The drop has been precipitated by a number of factors. Though the company’s valuation remains reasonable compared with the rest of the S&P 500, some institutional investors and hedge funds have been dumping stock in the belief that the company’s best days may be behind it. 

There have been reports that Apple is struggling to meet demand for iPhone 5 sales with its manufacturing capacity currently constrained and the recent departures of Scott Forstall and John Browett have heightened concerns that the management team is struggling to maintain the ethos of innovation left by Steve Jobs. Anaylsts were surprised by the botched maps App, the replacement for Google maps which proved a PR disaster and the aggressive pricing of the Ipad Mini versus other mini tablets such as Amazon Kindle. 

As Dan Crow wrote in the Guardian last week, “It’s baffling. Apple has a winning formula – perhaps the most successful business formula ever – yet it seems intent on changing it. The company has shifted away from Jobs’s laser-like focus on building the best and most complete user experience, and started putting its interests way ahead of those of its users. It hasn’t introduced a truly new product since the launch of the iPad nearly three years ago; instead it’s making incremental and overhyped improvements to its current lines. In reality, these signs and portents are relatively small. Apple is still producing excellent products and for every Maps app, there’s a great new iPad Mini or iPod Touch to brighten up the outlook. But, doesn’t it all feel a little… flat?…..

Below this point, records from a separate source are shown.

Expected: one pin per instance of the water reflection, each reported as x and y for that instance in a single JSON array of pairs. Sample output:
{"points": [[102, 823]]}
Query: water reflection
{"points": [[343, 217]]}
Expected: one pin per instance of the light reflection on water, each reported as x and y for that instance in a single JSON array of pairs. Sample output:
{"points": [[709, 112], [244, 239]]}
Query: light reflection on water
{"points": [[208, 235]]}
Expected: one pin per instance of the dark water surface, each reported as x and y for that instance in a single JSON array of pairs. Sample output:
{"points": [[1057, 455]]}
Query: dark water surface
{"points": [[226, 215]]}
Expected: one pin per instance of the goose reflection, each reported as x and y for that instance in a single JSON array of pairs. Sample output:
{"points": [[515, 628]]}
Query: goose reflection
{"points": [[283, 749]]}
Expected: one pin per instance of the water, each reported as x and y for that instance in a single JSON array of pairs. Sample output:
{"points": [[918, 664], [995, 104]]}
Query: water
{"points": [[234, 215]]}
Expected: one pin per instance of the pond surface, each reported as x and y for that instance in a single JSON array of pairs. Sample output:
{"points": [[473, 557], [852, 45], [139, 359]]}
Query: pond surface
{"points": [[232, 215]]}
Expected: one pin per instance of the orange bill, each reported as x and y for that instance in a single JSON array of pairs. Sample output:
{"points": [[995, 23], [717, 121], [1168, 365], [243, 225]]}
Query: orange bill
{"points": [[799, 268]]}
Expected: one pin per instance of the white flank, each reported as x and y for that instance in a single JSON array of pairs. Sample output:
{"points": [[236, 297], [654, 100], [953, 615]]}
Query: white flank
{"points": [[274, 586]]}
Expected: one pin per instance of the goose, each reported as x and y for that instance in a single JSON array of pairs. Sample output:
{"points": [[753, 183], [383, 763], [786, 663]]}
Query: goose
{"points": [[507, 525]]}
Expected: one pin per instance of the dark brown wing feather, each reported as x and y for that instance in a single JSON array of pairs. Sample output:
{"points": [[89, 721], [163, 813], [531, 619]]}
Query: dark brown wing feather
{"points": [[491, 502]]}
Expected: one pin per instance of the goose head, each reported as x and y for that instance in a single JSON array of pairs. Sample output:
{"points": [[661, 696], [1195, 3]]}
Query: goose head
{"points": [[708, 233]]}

The story of Apple Inc. is far from over. The company is full of brilliant people, who believe in Steve’s vision of Apple. It has almost unimaginable piles of cash and generates insanely great profits.  It produces outstanding computers, tablets and phones that people queue up to buy. Apple is not about to go the way of Nokia or RIM. It has also shown that it can turn around in the most dramatic of fashions. In 1996, Apple was two, maybe three years from being sold for a pittance and becoming yet another footnote in the history of personal computing. By 2002 it was well on its way to becoming the most dominant company in the world. What was done once, can be done again.

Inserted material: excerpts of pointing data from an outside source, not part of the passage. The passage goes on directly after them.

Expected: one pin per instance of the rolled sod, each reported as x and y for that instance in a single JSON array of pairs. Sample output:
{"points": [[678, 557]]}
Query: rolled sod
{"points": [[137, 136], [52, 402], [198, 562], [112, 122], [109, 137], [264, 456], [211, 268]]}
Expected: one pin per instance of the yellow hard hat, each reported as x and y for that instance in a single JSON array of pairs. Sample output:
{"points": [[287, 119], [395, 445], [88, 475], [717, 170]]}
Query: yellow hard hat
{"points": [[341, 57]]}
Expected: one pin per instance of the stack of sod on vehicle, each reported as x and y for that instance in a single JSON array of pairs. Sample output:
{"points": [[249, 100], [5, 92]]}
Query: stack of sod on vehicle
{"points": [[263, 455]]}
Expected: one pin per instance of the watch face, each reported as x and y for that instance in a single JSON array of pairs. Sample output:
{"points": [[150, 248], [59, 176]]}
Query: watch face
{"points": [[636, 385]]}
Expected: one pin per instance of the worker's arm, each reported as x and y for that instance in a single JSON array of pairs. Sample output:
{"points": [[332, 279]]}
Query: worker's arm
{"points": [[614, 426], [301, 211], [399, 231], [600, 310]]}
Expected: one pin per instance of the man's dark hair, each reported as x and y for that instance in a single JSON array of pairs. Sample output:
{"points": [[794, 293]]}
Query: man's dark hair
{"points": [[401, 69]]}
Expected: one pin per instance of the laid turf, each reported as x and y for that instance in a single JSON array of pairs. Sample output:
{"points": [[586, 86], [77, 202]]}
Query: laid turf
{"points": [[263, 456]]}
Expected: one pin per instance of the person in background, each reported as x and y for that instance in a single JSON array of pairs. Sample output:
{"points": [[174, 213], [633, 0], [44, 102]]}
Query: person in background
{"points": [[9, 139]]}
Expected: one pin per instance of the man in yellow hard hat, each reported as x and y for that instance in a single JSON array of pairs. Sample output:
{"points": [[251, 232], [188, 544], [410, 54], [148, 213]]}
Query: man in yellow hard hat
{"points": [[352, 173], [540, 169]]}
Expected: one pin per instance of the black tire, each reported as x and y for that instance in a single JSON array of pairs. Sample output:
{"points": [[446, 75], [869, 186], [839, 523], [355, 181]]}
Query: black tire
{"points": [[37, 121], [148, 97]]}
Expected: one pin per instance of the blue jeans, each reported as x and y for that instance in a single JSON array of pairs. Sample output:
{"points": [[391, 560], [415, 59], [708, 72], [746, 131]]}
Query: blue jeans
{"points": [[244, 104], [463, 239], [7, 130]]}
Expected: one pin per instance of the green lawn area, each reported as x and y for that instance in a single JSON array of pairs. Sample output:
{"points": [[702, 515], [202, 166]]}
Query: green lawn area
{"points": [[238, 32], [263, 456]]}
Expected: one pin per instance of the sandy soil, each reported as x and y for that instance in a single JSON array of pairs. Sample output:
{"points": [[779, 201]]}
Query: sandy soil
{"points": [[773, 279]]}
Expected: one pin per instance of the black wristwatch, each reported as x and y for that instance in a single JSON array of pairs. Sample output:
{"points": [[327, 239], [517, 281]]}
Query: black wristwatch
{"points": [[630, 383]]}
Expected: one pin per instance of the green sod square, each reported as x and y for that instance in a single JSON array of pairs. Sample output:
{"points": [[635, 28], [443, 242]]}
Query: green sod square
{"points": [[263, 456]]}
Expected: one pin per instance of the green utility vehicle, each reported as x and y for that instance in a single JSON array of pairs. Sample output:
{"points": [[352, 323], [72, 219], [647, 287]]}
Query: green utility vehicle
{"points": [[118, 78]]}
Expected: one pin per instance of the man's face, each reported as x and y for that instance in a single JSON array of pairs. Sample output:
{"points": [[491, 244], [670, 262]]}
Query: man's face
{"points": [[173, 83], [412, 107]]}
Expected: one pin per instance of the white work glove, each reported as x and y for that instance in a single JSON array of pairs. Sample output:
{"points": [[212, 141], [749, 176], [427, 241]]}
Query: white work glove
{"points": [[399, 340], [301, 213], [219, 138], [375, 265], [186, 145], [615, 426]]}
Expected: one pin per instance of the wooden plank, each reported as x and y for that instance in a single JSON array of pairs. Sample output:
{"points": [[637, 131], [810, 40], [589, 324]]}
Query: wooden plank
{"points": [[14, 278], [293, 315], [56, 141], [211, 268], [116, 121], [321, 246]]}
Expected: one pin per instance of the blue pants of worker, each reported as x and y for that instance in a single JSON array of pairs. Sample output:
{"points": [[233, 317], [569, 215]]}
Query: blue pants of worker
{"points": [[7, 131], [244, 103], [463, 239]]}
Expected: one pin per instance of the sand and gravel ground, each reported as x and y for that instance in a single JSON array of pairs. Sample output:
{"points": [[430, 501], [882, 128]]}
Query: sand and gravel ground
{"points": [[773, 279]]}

But Apple has serious structural faults. The loss of Steve was devastating – the entire company was built around him and the mistakes we have seen since he left are entirely consistent with a very hierarchical organisation trying to find its way without its leader. I think in hindsight, we will see that Apple’s peak of creativity, innovation and leadership was early 2012. After that, though the company will continue to see great success, will create amazing new products and will continue to make bucket loads of money, the pace will slacken, more mistakes will happen and it will not return to the levels of execution and brilliance we saw in the first decade of this millennium. I may be wrong. I hope I’m wrong. But something tells me I’m not.” http://www.guardian.co.uk/technology/2012/nov/07/peak-apple

But with $121 billion of cash and short term investments and a lowly 2013 p/e of 9-10, the recent sell off may be a great contrarian buying opportunity. With the US market outlook looking a little hazy with the “fiscal cliff” beckoning there may be a chance to bag some Apple at levels below $550, particularly if the Iphone manufacturing issues persist but purely on valuation grounds Apple’s looking remarkably attractive at the current $561. One to watch carefully for a scaled entry for those interested in the tech space.